Two years after being terminated at Faygo, a soda pop company known for making old-fashioned soda, the grandson of founder Hugh Rosenthal is suing his grandfather’s company, claiming he was fired merely because of his age.
Rosenthal was fired 2012 when he was marketing director and was 66. He was the third generation of Rosenthals to work at Faygo. He began as director of marketing in 1992.
When Rosenthal was fired two years ago in July, he filed a discrimination charge the same day with the Equal Employment Opportunity Commission (EEOC). Last April, the EEOC granted Rosenthal the right to sue, and he filed suit in the US District Court last week.
Rosenthal first learned that he was losing his job in late 2011 when he saw a job ad for Faygo on Careerbuilder.com. He learned that he was to train his replacement, after which his employment would end, according to Rosenthal’s lawsuit.
“My first reaction was that I was betrayed by my friends,” said Rosenthal. “I had been going to lunch with these guys for 20 years every day. Then I was angry.
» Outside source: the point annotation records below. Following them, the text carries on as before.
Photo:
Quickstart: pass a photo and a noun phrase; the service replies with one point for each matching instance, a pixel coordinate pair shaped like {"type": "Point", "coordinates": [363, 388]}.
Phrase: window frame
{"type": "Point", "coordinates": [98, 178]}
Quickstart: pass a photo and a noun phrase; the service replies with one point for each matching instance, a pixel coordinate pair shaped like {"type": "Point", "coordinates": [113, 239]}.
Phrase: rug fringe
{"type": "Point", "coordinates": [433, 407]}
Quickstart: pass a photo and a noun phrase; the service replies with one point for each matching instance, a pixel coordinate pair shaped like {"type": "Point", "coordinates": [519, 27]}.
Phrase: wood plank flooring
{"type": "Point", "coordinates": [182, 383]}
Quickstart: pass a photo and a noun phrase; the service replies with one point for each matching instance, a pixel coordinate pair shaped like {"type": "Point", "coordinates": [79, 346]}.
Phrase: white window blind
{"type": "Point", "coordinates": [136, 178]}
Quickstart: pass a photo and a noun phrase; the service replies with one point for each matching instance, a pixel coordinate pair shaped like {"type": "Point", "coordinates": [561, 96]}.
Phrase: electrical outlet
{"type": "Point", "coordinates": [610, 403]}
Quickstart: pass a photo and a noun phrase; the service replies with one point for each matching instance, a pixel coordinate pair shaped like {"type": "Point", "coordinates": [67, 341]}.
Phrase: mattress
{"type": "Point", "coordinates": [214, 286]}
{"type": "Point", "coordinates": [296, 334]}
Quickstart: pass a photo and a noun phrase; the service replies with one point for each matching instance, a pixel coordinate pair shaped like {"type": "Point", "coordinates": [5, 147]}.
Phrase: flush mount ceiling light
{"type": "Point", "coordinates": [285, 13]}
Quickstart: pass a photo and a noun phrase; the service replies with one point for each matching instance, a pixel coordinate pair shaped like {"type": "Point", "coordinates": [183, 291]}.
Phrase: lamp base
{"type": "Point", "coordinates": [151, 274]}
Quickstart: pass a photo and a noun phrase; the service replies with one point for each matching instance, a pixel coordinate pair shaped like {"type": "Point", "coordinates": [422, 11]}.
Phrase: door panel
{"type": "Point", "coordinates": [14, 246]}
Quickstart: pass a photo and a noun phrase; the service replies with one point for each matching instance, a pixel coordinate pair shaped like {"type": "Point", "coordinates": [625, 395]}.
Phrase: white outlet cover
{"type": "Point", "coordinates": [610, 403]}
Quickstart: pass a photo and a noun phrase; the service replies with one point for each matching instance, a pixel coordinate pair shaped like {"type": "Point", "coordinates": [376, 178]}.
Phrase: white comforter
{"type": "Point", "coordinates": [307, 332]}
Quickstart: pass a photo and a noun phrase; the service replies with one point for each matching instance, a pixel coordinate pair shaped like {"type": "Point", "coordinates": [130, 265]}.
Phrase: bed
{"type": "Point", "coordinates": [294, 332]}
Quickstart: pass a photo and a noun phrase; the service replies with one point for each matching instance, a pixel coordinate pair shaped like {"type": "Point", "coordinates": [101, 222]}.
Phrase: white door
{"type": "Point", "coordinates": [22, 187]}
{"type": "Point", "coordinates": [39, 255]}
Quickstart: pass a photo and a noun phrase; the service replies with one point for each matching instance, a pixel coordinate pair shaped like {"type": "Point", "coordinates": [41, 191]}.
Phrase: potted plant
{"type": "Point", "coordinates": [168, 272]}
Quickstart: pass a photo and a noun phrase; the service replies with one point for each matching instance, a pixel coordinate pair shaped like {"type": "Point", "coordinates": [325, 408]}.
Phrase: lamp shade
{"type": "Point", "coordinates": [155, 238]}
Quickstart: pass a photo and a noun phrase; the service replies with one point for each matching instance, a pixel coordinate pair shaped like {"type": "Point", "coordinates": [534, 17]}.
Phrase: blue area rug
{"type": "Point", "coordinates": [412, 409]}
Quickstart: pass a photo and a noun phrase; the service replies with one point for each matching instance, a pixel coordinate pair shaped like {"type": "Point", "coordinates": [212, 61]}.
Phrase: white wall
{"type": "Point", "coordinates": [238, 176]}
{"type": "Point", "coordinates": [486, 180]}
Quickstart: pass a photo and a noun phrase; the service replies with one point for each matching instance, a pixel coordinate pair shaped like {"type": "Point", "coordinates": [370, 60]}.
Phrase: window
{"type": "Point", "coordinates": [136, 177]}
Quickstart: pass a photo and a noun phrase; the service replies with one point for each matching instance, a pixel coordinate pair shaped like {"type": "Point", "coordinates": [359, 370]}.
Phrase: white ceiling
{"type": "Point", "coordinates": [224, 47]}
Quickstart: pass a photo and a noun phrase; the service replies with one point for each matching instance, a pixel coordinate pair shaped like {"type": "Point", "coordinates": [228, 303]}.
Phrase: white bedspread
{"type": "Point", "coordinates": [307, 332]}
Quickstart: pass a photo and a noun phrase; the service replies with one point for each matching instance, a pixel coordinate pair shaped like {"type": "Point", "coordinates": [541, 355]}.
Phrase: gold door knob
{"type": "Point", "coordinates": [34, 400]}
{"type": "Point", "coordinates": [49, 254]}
My work record was as good as a work record could be. … There was no legitimate business reason to let me go.”
The reasons Faygo provided for letting Rosenthal go “were inaccurate, untrue,” and “manufactured,” according to Rosenthal’s suit, although the suit does not list the reasons.
Faygo contends that Rosenthal was an independent contractor–and so not protected by the 1967 Age Discrimination in Employment Act (ADEA), under which Rosenthal is suing the company.
Rosenthal’s suit seeks lost wages and damages. “I’m hoping Faygo comes to their senses and says, ‘OK, we’re sorry. We shouldn’t have terminated you,’” Rosenthal said.
The ADEA was signed in under former US President Lyndon B. Johnson, and forbade age discrimination of people over 40. Since 1986 it has also prohibited mandatory retirement in many sectors.
Case law relevant to Rosenthal’s suit includes Meacham v. Knolls Atomic Power Lab (2008), in which it was decided that employers bear the burden of proving that a lay-off was not based on age.
The ADEA contains remedies for reinstatement, or back pay and damages if reinstatement is not feasible or the employers violation was intentional.
Faygo was started in Detroit, Michigan in 1907 as the Feigenson Brothers Bottling Works by two Russian brothers. The first uses of the soda flavors grape, strawberry and fruit punch were inspired by the brothers cake frosting recipes. The company was turned over to the sons of the founders in the 1940s. Faygo was sold out of the family in 1987 to National Beverage Corp.